Unlike the City Council, whose members are duly elected and is required to hold open meetings, the Alliance is a private group seemingly without bylaws, oversight, or transparency. Yet the group is permitted by law to recommend 12 people to the PAB, of whom Council is required to select four.

Enter the Alliance’s troubling recommendation, and Council’s subsequent jaw-dropping appointment, of Miquel Powell, who was convicted of second-degree assault for shooting a woman through the door of an in-home daycare in 2002 and was sentenced to seven years in prison. In an interview with CITY, and later with WDKX-FM, he appeared to attempt to downplay the seriousness of firing a shotgun into a doorway by suggesting he mistook the daycare for a drug house. His comments seemed to brush off the episode as if it were a mistake we all make on occasion. His nonchalant dismissal failed to appreciate the devastation such acts not only have on victims of gun violence, but everyone who lives in the affected community.

Worse, he explained that he believes the experience was somehow beneficial, as it made him a better man. He sees a silver lining in scarring another for life. He reasons that because this act ended his life of crime, it was a blessing in disguise. It is a delusional absolution.

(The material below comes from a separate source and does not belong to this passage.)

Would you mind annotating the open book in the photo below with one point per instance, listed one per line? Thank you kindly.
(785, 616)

Most men find ways to build character and flourish without having to shoot anyone and victimize an entire community first. On WDKX, Powell painted himself as a victim because people continue to speak of his heinous act in light of his selection to the PAB. This lack of remorse reeks of self-pity. His poor judgement extends from not only his choice to engage in one of the worst crimes possible — gunning down an innocent woman at a day care — but to his assessment that her suffering was what he “needed” to reform himself.

Reasoning that personal reform comes from the suffering of others does not justify criminal behavior in favor of personal responsibility. No one can absolve himself in such a willy-nilly fashion and casually move on. Responsibility does not end at the term of a prison sentence. Indeed, there are some acts so heinous that they will exclude one from full participation in society. That is the nature of responsibility, and as it should be.

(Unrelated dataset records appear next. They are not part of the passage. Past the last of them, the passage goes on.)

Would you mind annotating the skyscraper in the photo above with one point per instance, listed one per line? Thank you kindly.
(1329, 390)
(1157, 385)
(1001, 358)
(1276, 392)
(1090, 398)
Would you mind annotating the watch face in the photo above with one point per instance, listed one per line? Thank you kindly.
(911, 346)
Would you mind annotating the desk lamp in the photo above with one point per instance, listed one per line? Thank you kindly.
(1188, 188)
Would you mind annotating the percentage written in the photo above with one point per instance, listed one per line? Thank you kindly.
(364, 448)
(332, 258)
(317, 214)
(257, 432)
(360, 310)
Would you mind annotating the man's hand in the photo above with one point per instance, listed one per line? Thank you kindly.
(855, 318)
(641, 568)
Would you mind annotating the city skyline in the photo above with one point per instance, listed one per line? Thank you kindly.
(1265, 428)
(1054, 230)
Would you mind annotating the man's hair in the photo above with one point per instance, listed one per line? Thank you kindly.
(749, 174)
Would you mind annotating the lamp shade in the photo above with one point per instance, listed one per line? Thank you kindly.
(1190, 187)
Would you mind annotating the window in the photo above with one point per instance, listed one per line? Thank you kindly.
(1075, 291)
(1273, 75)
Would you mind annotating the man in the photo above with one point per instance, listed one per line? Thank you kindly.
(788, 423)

Pudup is a former Monroe County Sheriff’s deputy, a gun violence prevention advocate, and a former director of the Genesee Valley chapter of the NYCLU.

Tom-Tom and the tyranny of even-handedness

A reader recently asked in this forum for more diversity in CITY’s offerings of political cartoons, likening Tom Tomorrow to watching North Korean TV news. (“Tom-Tom is like North Korean TV News,” Feedback, January 15.)

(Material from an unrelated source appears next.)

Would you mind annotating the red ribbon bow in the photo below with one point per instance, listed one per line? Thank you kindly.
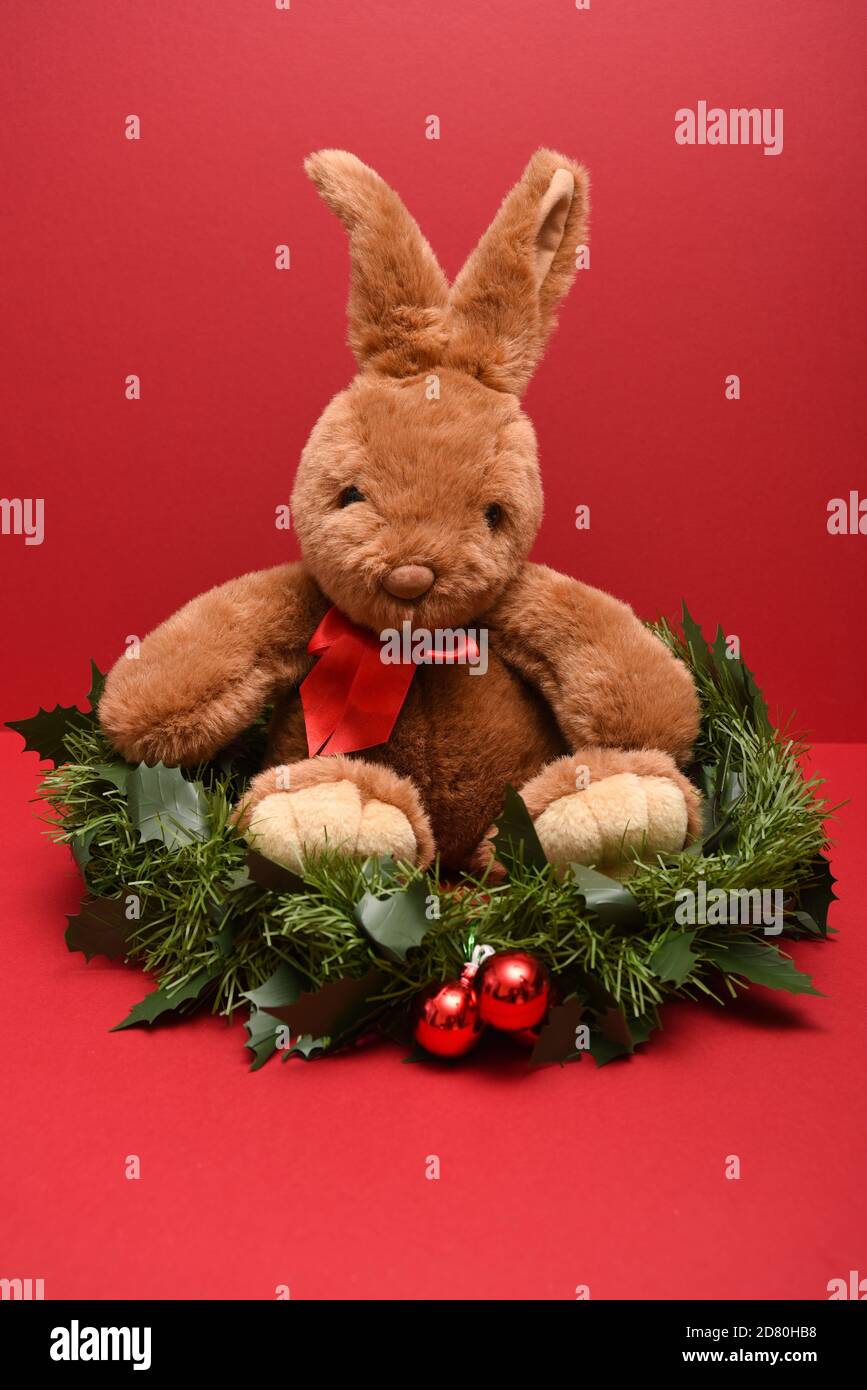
(352, 698)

Claiming that there is an unfair advantage of one perspective over another seems to require that opposing perspectives are to be given an equal opportunity. But this is not where equality lives.

Flat-Earthers have a total and absolute right to their beliefs; they do not have a right to demand equal coverage in the media. Equality can become a wedge issue to enable a discordant few with an agenda to diminish comity of unity.

If I do not like a TV show or a cartoon in a newspaper, I ignore them.


This letter is in response to “TomTom is like North Korean TV news” (Feedback, January 15).

There are ample examples of what conservative America considers humorous. Their idea of humor is derisive name-calling and expressed ignorant bigotry.

My advice: Don’t give in to the pressure of conservative censorship and allow CITY to squeeze out the only non-conservative voice in the area. Don’t let authoritarian conservatives quash the only niche for expression of any form of liberal ideals.